About this blog

My name is Bill Hirt and I'm a candidate to be a Representative from the 48th district in the Washington State legislature. My candidacy stems from concern the legislature is not properly overseeing the WSDOT and Sound Transit East Link light rail program. I believe East Link will be a disaster for the entire eastside. ST will spend 5-6 billion on a transportation project that will increase, not decrease cross-lake congestion, violates federal environmental laws, devastates a beautiful part of residential Bellevue, creates havoc in Bellevue's central business district, and does absolutely nothing to alleviate congestion on 1-90 and 405. The only winners with East Link are the Associated Builders and Contractors of Western Washington and their labor unions.

This blog is an attempt to get more public awareness of these concerns. Many of the articles are from 3 years of failed efforts to persuade the Bellevue City Council, King County Council, east side legislators, media, and other organizations to stop this debacle. I have no illusions about being elected. My hope is voters from throughout the east side will read of my candidacy and visit this Web site. If they don't find them persuasive I know at least I tried.

Saturday, December 17, 2022

New Sound Transit CEO’s Report Card

 The previous post proposed Sound Transit could use the time needed to redo East Link track attachments to allow the Link’s train routes to terminate at Chinatown station.  This post offers a “Report Card” on the new Sound Transit CEO, Julie Timm’s, response to the need to redo the Link's attachments on her blog post and during the December 8th Sound Transit meetings.  

On the plus side is her recognition Sound Transit problems with East Link and Tacoma Dome Link extensions have resulted in her requesting authorization to contract with HDR Engineering for construction management service.  The need to spend up to $118M and $93M respectively on the two extensions indicates she recognizes Sound Transit’s engineering oversight problems.  

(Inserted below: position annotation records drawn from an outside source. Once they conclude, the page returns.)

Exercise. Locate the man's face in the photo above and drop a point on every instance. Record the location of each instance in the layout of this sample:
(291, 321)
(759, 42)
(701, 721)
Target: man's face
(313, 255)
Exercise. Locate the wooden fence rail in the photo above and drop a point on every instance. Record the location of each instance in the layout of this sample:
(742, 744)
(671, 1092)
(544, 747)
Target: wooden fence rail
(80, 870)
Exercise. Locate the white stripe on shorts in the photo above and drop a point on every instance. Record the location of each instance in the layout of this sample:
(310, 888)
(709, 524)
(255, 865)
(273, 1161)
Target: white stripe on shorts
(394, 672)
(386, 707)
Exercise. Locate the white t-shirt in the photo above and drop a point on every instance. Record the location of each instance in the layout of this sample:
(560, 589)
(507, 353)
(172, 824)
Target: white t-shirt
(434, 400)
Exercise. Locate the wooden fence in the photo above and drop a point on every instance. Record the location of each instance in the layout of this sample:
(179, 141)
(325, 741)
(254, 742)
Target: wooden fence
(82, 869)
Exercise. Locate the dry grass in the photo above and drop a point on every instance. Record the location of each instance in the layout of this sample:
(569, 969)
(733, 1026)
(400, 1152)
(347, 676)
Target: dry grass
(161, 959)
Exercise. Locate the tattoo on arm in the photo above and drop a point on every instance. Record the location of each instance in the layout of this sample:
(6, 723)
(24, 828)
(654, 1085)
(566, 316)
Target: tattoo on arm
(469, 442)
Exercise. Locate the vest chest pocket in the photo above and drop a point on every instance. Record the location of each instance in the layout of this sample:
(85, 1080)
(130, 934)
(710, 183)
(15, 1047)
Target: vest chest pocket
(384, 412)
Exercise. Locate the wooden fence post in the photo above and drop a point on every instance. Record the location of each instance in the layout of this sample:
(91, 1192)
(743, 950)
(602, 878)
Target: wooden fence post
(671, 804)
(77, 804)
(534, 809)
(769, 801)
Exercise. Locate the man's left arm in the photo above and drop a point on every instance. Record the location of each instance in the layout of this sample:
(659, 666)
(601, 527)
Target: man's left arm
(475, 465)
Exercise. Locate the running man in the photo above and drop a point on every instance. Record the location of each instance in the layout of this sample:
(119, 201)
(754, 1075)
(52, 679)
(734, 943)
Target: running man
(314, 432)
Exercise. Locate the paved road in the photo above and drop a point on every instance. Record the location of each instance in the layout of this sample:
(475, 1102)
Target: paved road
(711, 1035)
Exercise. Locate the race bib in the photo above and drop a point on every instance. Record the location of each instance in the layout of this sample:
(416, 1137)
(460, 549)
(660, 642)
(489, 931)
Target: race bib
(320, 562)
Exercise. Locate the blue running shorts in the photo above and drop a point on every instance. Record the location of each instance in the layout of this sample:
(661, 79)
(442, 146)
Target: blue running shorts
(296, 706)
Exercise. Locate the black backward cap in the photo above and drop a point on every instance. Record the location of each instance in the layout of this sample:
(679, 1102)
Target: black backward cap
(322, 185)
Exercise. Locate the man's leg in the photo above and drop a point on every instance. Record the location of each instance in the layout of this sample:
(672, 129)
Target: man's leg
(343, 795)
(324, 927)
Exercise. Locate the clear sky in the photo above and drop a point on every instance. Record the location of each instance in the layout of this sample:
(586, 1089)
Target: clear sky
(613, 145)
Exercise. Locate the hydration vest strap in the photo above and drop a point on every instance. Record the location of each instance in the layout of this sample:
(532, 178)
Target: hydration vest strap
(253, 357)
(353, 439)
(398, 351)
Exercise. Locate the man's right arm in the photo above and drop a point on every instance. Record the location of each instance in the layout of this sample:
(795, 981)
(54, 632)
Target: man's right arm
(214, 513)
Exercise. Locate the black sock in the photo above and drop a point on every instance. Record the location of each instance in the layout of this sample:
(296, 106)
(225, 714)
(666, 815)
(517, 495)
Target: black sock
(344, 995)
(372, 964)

On the minus side is her December 8th blog post, “East Link opening timeframe update” continues Sound Transit’s plan to implement “voter approved” extensions.   CEO Timm apparently doesn’t acknowledge extending light rail tracks do nothing to increase the number of transit vehicles per hour or the number of riders in each vehicle.  That the major result of the extensions is increased operating costs. 

The result of the track attachment redo is a two-year delay in East Link demonstrating Sound Transit’s biggest debacle.  They should have never been allowed to confiscate the I-90 Bridge center roadway for a transit system that limits East Side and South Seattle capacity to half the DSTT trains.  That using the trains to replace cross lake bus routes limits transit capacity and does nothing to reduce I-90 corridor congestion. 

Instead, the Lynnwood extension debut in either summer/fall or fall/winter 2024 will demonstrate the problem with “voter approved” extensions along I-5 corridor.   Most of the corridor commuters with access to transit have already been required to transfer from bus routes to the Northgate Link for the ride into and out of Seattle.  While some of them will use Lynnwood extension instead, the number of commuters added will be a fraction of Sound Transit’s 37,000 to 57,000 predicted.  Yet the 8.5-mile extension will add ~$2000 for the round trip from Northgate, doubling round trip cost from Westlake.     

 CEO Timm also gets a failing grade for her blog post proposal to implement Sound Transit System Expansion Committee Chair Claudia Balducci’s proposal for a East Link Starter Line alongside ST 550 bus route to South Bellevue P&R.   Bellevue commuters will “likely” choose ST 550 because it’s route though downtown Bellevue has better access and there’s no need to transfer at P&R.  Even fewer returning commuters will choose to transfer to light rail at South Bellevue for the trip into Bellevue.  

The bottom line is CEO Timm’s blog post reflects the fact she was hired because of her willingness to implement “voter approved” extensions.  The Seattle Times has abetted Sound Transit refusal to release the Northgate Link results demonstrating the "voter approved" extensions lacked the access and capacity needed to reduce multilane freeway peak congestion and cost too much to operate off-peak. 

The need to redo the East Link track attachments has resulted in CEO Timm's blog post delaying the next demonstration from June 2023 to at least summer 2024 Lynnwood Link debut.  Continuing what Sound Transit hired her to do for as long as the Seattle Times enables them.